“Everyone can have an impact on someone, even if it’s just one person.”
This year, Brookwood School launched a brand-new club with the goal of bringing more kindness to the school and the world. The Kindness Club, founded by Julie Fischer, a teacher at the school, brings students in 2ndthrough 5th grade together for acts of kindness. The club meets once a week after school.
The idea for the club came to Fischer when she began to think of ways to spread kindness.
"I just realized, kindness is a thing that we need more of in the world today," Fischer said.
After receiving funding from the Dalton Education Foundation, Fischer opened up the club, uncertain of how students would respond. After the first meeting, eighteen students joined the club and they began brainstorming ways to share kindness with the rest of the school.
"I let the students take the direction," Fischer said. "I had some ideas, and I offered them some ideas, but they came up with a list of things that we might want to do. Now we're just working through that list."
The club's first target was Brookwood's hardworking teachers.
"We gave a checklist to all the Brookwood teachers about being kind to themselves," Fischer said. "If we don't take care of ourselves, we can't help others."
Next they delivered handwritten notes of encouragement to the staff and shared snacks and encouraging posters with local law enforcement. For Valentine's Day, they're delivering handmade paper flowers and cards to a nursing home.
The week of January 27 -31 the group participated in the nationwide Great Kindness Challenge, a grassroots movement to cultivate kindness in schools and communities. For the challenge, they encouraged students at Brookwood to complete different acts of kindness every day.
"During the daily announcements, they're saying what the act of kindness is, we picked one for each day of the week," Fischer said. "Then there's an inspirational quote that they're reading every day on the announcements."
Acts of kindness included opening the door for someone, smiling at 25 people, saying good morning to 10 people and thanking a teacher or custodian.

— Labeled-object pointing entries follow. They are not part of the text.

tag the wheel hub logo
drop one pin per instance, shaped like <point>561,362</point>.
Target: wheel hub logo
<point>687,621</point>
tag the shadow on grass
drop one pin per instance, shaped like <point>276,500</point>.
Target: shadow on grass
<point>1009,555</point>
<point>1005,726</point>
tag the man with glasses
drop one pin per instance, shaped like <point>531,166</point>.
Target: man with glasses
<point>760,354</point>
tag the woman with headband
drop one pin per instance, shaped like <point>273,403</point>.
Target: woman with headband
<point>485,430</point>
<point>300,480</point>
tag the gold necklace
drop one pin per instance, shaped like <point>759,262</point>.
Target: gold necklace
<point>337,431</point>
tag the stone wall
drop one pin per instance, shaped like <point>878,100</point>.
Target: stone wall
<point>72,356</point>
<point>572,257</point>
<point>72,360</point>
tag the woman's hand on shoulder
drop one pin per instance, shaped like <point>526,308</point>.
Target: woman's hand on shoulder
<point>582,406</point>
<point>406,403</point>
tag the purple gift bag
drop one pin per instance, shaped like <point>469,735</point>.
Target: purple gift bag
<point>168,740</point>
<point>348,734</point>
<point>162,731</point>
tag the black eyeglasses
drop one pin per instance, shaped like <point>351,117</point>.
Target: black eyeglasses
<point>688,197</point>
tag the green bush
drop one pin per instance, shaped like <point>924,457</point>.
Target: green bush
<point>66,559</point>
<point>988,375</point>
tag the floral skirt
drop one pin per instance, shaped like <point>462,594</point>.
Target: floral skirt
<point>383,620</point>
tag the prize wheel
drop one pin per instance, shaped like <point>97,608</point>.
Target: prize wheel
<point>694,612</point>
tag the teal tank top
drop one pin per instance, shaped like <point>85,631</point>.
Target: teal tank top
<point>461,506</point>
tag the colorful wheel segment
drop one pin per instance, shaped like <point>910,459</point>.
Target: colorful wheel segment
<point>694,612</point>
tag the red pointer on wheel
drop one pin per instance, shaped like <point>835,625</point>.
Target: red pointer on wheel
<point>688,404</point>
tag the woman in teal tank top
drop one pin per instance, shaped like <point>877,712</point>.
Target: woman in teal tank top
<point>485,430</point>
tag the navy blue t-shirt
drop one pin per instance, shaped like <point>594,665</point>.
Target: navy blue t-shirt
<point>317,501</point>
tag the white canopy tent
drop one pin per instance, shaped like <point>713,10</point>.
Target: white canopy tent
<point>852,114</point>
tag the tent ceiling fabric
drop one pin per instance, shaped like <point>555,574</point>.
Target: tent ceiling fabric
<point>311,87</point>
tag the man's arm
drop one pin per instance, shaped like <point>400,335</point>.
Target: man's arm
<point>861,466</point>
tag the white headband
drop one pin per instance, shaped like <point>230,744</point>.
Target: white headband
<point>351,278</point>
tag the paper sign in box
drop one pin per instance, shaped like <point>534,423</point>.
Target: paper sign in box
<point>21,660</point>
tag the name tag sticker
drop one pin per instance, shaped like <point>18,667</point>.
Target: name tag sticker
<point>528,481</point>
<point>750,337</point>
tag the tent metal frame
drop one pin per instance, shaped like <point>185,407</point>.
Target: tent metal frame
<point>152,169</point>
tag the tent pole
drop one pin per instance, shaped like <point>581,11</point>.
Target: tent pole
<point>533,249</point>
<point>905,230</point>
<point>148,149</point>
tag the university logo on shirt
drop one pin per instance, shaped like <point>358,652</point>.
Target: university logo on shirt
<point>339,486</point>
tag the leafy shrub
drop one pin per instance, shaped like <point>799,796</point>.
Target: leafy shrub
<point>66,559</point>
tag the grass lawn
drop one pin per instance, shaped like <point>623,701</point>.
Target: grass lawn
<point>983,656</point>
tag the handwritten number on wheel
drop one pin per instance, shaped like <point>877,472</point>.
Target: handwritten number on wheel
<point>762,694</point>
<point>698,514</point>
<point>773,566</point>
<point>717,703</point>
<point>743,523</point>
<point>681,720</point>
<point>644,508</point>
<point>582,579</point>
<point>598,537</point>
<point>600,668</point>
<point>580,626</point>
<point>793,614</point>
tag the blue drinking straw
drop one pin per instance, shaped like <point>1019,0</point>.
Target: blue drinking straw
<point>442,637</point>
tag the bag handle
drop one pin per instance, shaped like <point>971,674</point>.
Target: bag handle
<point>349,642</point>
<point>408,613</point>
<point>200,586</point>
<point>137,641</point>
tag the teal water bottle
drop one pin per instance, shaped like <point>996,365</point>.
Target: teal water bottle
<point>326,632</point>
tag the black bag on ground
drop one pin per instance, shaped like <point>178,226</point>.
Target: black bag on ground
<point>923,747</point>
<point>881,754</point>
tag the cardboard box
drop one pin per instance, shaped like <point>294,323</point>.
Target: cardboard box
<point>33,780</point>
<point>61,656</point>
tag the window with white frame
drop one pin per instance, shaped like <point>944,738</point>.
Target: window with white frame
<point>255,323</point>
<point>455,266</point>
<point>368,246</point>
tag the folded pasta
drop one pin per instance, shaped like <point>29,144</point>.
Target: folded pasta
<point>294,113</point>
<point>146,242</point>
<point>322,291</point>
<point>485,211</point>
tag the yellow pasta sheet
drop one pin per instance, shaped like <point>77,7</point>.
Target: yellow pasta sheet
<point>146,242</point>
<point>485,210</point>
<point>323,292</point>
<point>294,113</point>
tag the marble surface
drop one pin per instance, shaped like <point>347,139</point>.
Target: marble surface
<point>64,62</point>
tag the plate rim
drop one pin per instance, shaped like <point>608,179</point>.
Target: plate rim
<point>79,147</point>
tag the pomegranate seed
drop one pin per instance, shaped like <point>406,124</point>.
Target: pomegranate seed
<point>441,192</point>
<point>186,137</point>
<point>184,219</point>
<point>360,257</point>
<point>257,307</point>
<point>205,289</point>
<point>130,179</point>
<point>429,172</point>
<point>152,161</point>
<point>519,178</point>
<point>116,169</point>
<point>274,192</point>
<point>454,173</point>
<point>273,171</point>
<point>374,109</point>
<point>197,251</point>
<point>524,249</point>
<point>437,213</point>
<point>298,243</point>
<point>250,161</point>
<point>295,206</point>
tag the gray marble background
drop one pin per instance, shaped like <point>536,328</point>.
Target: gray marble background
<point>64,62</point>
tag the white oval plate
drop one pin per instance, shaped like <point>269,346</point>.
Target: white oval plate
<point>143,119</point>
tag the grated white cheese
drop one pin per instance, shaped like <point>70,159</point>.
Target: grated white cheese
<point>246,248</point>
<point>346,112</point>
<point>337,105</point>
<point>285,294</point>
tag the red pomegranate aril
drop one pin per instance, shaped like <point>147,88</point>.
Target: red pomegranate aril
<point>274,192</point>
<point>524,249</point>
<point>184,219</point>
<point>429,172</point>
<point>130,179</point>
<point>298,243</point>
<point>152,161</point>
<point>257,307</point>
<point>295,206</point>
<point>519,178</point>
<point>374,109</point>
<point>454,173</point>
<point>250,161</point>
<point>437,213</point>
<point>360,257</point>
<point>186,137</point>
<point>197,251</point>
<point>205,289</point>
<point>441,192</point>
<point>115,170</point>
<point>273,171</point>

At the end of the week, the whole school surprised teachers with a flash-mob "happy dance."
Fifth-grade student Thea Maret said she likes how the club helps her to be kinder.
"I'm in fifth grade this year so I just want to be more kind and be a role model," Maret said.
Fischer said she hopes the students in the club learn that, no matter what their age or position in the school, they can make a difference with kindness.
"Everyone can have an impact on someone, even if it's just one person," Fischer said. "Random acts of kindness can make someone's day, no matter how small. I just think we need a lot more kindness in our world. If we teach them now how to be kind, then hopefully they'll carry that into the world."